CONDUCTANCE DISTRIBUTIONS IN RANDOM RESISTOR NETWORKS - SELF-AVERAGING AND DISORDER LENGTHS

The self-averaging properties of the conductance g are explored in random resistor networks (RRN) with a broad distribution of bond strengths P(g) approximately g(mu-1). The RRN problem is cast in terms of simple combinations of random variables on hierarchical lattices. Distributions of equivalent conductances are estimated numerically on hierarchical lattices as a function of size L and the distribution tail strength parameter mu. For networks above the percolation threshold, convergence to a Gaussian basin is always the case. except in the limit mu --> 0. A disorder length xi(D) is identified, beyond which the system is effectively homogeneous.
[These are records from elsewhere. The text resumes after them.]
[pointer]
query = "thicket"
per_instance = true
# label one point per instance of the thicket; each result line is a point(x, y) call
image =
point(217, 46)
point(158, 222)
This length scale diverges as xi(p) approximately \mu\-nu (nu is the regular percolation correlation length exponent) when the microscopic distribution of conductors is exponentially wide (mu --> 0). This implies that exactly the same critical behavior can be induced by geometrical disorder and by Strong bond disorder with the bond occupation probability p <-- --> mu. We find that only lattices at the percolation threshold have renormalized probability distributions in a Levy-like basin. At the percolation threshold the disorder length diverges at a critical tail strength mu(c) as \mu - mu(c)\-z with z approximately 3.2 +/- 0.1, a new exponent. Critical path analysis is used in a generalized form to give the macroscopic conductance in the case of lattices above p(c).